Austin and Central Texas have a thriving food scene, and Texas State’s Peg Richmond is helping local entrepreneurs succeed at bringing their creative ideas to the table.

Richmond is this year’s “Innovation” winner in the Graduate College’s International Research Conference for her project, “Exploring Educational Needs of Emerging Food Entrepreneurs: Identifying Challenges, Solutions and Resource Gaps within the Austin, Texas Manufacturing Ecosystem.”

Richmond is a doctoral student in the Adult, Professional and Community Education program. In addition to pursuing her Ph.D., Richmond works as a grant specialist at Texas State’s Small Business Development Center, where she advises local entrepreneurs and connects them to resources for success.

two women shaking hands
Peg Richmond receiving the award from Dean Golato

She noticed a pattern of questions that food-sector clients asked on the same topics and at the same time in their businesses’ growth. New business owners wanted to know how to find commercial kitchens, how to get their packaged goods into distribution, how to market their innovative products to both vendors and consumers, and other steps to scaling up this kind of enterprise. Seeing these common issues, Richmond wanted to investigate gaps in local resources and what could be done to fill them.

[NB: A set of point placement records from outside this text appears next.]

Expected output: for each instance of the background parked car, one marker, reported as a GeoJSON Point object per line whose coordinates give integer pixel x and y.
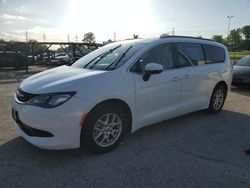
{"type": "Point", "coordinates": [62, 58]}
{"type": "Point", "coordinates": [241, 72]}
{"type": "Point", "coordinates": [13, 59]}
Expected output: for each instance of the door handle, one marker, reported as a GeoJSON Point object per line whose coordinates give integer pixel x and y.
{"type": "Point", "coordinates": [176, 78]}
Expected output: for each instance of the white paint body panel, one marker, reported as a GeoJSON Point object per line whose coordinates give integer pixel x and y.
{"type": "Point", "coordinates": [161, 97]}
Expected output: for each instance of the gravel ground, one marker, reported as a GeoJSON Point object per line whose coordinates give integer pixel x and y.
{"type": "Point", "coordinates": [194, 150]}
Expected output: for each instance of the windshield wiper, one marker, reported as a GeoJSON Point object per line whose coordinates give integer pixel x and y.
{"type": "Point", "coordinates": [101, 57]}
{"type": "Point", "coordinates": [115, 63]}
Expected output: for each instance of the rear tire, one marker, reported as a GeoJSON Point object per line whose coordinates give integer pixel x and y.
{"type": "Point", "coordinates": [104, 128]}
{"type": "Point", "coordinates": [217, 99]}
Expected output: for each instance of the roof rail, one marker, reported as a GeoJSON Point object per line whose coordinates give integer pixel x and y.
{"type": "Point", "coordinates": [179, 36]}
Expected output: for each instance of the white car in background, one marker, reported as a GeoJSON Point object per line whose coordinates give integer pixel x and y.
{"type": "Point", "coordinates": [121, 88]}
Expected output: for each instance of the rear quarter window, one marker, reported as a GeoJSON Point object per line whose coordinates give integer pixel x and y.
{"type": "Point", "coordinates": [214, 54]}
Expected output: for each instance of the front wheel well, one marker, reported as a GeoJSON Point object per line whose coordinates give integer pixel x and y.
{"type": "Point", "coordinates": [121, 104]}
{"type": "Point", "coordinates": [224, 84]}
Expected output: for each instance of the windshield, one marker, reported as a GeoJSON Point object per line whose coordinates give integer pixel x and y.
{"type": "Point", "coordinates": [244, 61]}
{"type": "Point", "coordinates": [108, 57]}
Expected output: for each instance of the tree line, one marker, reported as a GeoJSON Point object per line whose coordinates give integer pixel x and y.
{"type": "Point", "coordinates": [238, 38]}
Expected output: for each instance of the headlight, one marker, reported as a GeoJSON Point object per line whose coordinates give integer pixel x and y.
{"type": "Point", "coordinates": [51, 100]}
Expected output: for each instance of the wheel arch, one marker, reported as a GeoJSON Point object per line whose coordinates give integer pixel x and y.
{"type": "Point", "coordinates": [120, 103]}
{"type": "Point", "coordinates": [223, 83]}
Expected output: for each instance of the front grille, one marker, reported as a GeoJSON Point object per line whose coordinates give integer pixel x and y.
{"type": "Point", "coordinates": [24, 96]}
{"type": "Point", "coordinates": [29, 130]}
{"type": "Point", "coordinates": [34, 132]}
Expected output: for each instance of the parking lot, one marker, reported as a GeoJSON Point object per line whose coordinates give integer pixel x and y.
{"type": "Point", "coordinates": [194, 150]}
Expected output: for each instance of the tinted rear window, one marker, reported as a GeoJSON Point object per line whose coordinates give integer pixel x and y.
{"type": "Point", "coordinates": [214, 54]}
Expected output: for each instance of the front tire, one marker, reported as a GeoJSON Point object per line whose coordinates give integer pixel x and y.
{"type": "Point", "coordinates": [217, 99]}
{"type": "Point", "coordinates": [105, 128]}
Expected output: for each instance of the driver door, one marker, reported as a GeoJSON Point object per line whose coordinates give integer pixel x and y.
{"type": "Point", "coordinates": [159, 97]}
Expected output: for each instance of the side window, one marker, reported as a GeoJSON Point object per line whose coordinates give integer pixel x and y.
{"type": "Point", "coordinates": [161, 54]}
{"type": "Point", "coordinates": [189, 54]}
{"type": "Point", "coordinates": [214, 54]}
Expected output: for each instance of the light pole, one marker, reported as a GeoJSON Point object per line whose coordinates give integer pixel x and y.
{"type": "Point", "coordinates": [229, 23]}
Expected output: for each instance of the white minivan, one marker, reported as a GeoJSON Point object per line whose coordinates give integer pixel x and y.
{"type": "Point", "coordinates": [120, 88]}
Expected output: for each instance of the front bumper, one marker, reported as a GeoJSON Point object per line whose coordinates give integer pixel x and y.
{"type": "Point", "coordinates": [56, 128]}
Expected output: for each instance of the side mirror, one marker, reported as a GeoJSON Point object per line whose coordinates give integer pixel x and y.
{"type": "Point", "coordinates": [152, 68]}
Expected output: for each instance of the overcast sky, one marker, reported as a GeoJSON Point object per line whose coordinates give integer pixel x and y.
{"type": "Point", "coordinates": [148, 18]}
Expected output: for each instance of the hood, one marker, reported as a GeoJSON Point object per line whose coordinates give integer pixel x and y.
{"type": "Point", "coordinates": [56, 79]}
{"type": "Point", "coordinates": [239, 70]}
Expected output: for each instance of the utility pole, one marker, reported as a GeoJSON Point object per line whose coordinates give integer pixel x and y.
{"type": "Point", "coordinates": [173, 31]}
{"type": "Point", "coordinates": [26, 36]}
{"type": "Point", "coordinates": [229, 23]}
{"type": "Point", "coordinates": [44, 37]}
{"type": "Point", "coordinates": [68, 38]}
{"type": "Point", "coordinates": [114, 36]}
{"type": "Point", "coordinates": [76, 38]}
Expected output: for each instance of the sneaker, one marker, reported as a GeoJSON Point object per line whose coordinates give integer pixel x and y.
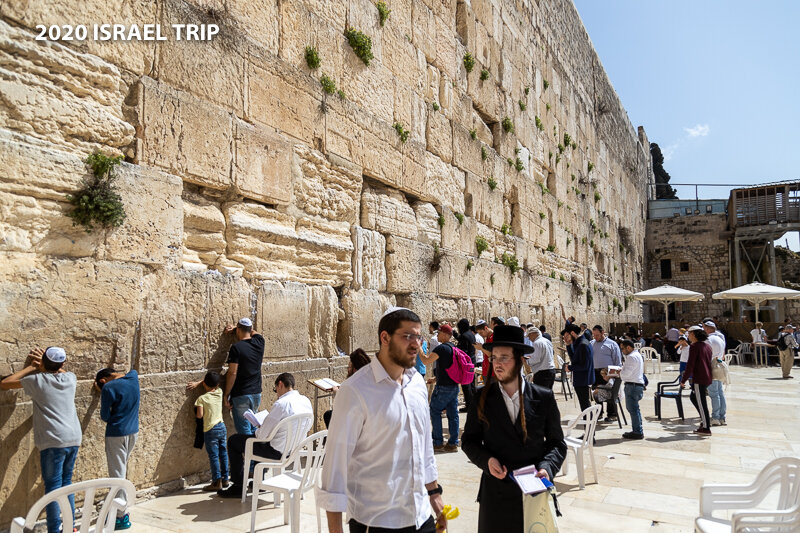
{"type": "Point", "coordinates": [123, 522]}
{"type": "Point", "coordinates": [214, 486]}
{"type": "Point", "coordinates": [233, 491]}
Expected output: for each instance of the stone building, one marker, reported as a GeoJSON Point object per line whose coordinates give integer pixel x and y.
{"type": "Point", "coordinates": [251, 191]}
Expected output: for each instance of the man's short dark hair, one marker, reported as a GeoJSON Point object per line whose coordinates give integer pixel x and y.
{"type": "Point", "coordinates": [212, 379]}
{"type": "Point", "coordinates": [286, 378]}
{"type": "Point", "coordinates": [391, 322]}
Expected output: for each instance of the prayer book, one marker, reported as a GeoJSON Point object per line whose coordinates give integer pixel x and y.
{"type": "Point", "coordinates": [256, 418]}
{"type": "Point", "coordinates": [325, 384]}
{"type": "Point", "coordinates": [528, 482]}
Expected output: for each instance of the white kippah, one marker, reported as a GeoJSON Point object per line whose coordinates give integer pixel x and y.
{"type": "Point", "coordinates": [56, 354]}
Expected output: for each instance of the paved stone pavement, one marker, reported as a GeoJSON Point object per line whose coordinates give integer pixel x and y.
{"type": "Point", "coordinates": [650, 485]}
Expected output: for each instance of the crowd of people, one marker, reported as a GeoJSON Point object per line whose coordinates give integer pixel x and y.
{"type": "Point", "coordinates": [386, 421]}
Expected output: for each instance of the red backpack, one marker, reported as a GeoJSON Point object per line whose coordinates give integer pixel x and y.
{"type": "Point", "coordinates": [462, 371]}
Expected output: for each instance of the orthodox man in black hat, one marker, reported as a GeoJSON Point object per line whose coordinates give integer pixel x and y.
{"type": "Point", "coordinates": [500, 437]}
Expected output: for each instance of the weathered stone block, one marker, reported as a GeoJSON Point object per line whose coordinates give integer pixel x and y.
{"type": "Point", "coordinates": [55, 94]}
{"type": "Point", "coordinates": [369, 260]}
{"type": "Point", "coordinates": [363, 310]}
{"type": "Point", "coordinates": [262, 165]}
{"type": "Point", "coordinates": [184, 136]}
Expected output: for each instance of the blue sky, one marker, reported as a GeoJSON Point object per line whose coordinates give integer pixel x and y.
{"type": "Point", "coordinates": [715, 83]}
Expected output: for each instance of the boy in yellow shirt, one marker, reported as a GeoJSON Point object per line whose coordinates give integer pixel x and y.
{"type": "Point", "coordinates": [209, 408]}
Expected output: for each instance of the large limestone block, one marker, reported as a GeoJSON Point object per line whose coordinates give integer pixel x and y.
{"type": "Point", "coordinates": [153, 229]}
{"type": "Point", "coordinates": [281, 95]}
{"type": "Point", "coordinates": [89, 307]}
{"type": "Point", "coordinates": [61, 96]}
{"type": "Point", "coordinates": [280, 304]}
{"type": "Point", "coordinates": [387, 211]}
{"type": "Point", "coordinates": [135, 56]}
{"type": "Point", "coordinates": [273, 245]}
{"type": "Point", "coordinates": [444, 184]}
{"type": "Point", "coordinates": [262, 165]}
{"type": "Point", "coordinates": [363, 310]}
{"type": "Point", "coordinates": [184, 135]}
{"type": "Point", "coordinates": [439, 135]}
{"type": "Point", "coordinates": [211, 70]}
{"type": "Point", "coordinates": [408, 266]}
{"type": "Point", "coordinates": [323, 317]}
{"type": "Point", "coordinates": [369, 259]}
{"type": "Point", "coordinates": [327, 187]}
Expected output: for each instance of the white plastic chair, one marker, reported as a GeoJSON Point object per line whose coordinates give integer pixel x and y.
{"type": "Point", "coordinates": [783, 473]}
{"type": "Point", "coordinates": [588, 421]}
{"type": "Point", "coordinates": [108, 511]}
{"type": "Point", "coordinates": [307, 462]}
{"type": "Point", "coordinates": [650, 354]}
{"type": "Point", "coordinates": [296, 428]}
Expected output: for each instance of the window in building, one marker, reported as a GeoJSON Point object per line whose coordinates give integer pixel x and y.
{"type": "Point", "coordinates": [666, 269]}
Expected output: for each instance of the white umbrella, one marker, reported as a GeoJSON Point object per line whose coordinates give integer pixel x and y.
{"type": "Point", "coordinates": [666, 294]}
{"type": "Point", "coordinates": [757, 293]}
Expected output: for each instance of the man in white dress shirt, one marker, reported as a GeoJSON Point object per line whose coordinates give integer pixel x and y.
{"type": "Point", "coordinates": [379, 465]}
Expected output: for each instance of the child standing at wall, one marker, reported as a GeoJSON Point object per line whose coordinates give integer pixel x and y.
{"type": "Point", "coordinates": [209, 408]}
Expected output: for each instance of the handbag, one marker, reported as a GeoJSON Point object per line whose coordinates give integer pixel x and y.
{"type": "Point", "coordinates": [539, 512]}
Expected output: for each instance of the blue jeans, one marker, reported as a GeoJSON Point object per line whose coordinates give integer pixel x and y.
{"type": "Point", "coordinates": [634, 393]}
{"type": "Point", "coordinates": [216, 440]}
{"type": "Point", "coordinates": [718, 405]}
{"type": "Point", "coordinates": [444, 397]}
{"type": "Point", "coordinates": [57, 466]}
{"type": "Point", "coordinates": [240, 405]}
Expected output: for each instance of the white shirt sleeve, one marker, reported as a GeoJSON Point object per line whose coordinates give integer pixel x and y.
{"type": "Point", "coordinates": [343, 433]}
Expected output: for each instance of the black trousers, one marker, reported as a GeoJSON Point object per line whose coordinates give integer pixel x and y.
{"type": "Point", "coordinates": [698, 398]}
{"type": "Point", "coordinates": [584, 394]}
{"type": "Point", "coordinates": [236, 444]}
{"type": "Point", "coordinates": [428, 527]}
{"type": "Point", "coordinates": [545, 378]}
{"type": "Point", "coordinates": [612, 403]}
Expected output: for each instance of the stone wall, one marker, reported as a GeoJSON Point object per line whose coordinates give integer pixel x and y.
{"type": "Point", "coordinates": [251, 192]}
{"type": "Point", "coordinates": [696, 244]}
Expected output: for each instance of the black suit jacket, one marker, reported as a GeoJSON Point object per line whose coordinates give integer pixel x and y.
{"type": "Point", "coordinates": [501, 499]}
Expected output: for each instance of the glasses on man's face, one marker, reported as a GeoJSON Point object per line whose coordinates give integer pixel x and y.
{"type": "Point", "coordinates": [410, 337]}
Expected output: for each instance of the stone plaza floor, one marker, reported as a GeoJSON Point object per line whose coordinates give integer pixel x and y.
{"type": "Point", "coordinates": [648, 485]}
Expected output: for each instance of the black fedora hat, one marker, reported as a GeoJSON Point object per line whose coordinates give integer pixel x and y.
{"type": "Point", "coordinates": [509, 336]}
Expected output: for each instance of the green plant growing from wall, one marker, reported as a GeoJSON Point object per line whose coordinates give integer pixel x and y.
{"type": "Point", "coordinates": [469, 62]}
{"type": "Point", "coordinates": [361, 44]}
{"type": "Point", "coordinates": [98, 202]}
{"type": "Point", "coordinates": [328, 85]}
{"type": "Point", "coordinates": [481, 244]}
{"type": "Point", "coordinates": [383, 12]}
{"type": "Point", "coordinates": [510, 260]}
{"type": "Point", "coordinates": [401, 132]}
{"type": "Point", "coordinates": [312, 58]}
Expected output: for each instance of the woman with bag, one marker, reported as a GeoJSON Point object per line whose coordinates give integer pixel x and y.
{"type": "Point", "coordinates": [501, 435]}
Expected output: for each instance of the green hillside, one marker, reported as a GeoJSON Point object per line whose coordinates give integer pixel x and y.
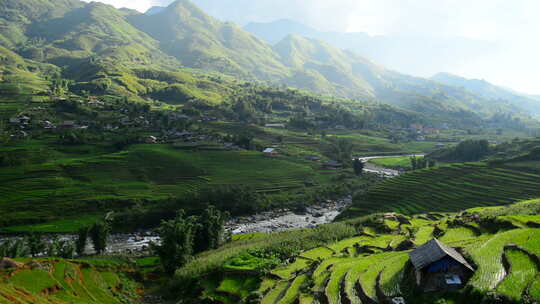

To learn more about the challenges and possible solutions, Richmond spoke individually with 24 leaders of local food and beverage companies and people looking to enter the industry. She also met with community stakeholders — economic development staff, investor networks, nonprofit and government staff — to assess what resources already exist in the Austin area.

After analyzing the information and identifying the main themes, Richmond developed a continuing education course for people starting out in the region’s packaged food and beverage sector. “It’s for established entrepreneurs who are at the scaling phase,” explains Richmond. “They’re in independent stores, their vendors are local, but now H-E-B or Target are looking to put them in hundreds of stores.” The course strengthens entrepreneurs’ skills in business strategy and operations, so that they understand the marketplace as a whole, what buyers expect, and what they need to negotiate.

Richmond is pleased with the impact that her work has already had. “We’ve held the class four times now and the feedback has been great,” she reports. “If entrepreneurs can say ‘no’ appropriately to a buyer, or negotiate appropriately, that has a big impact — including for the people who depend on them, their employees and their families.”

In addition to imparting practical knowledge and skills, Richmond hopes that her research contributes to a broader question: “Can you quantify and describe an entrepreneur so that you can provide training to someone who’s not that archetype and help them get there?”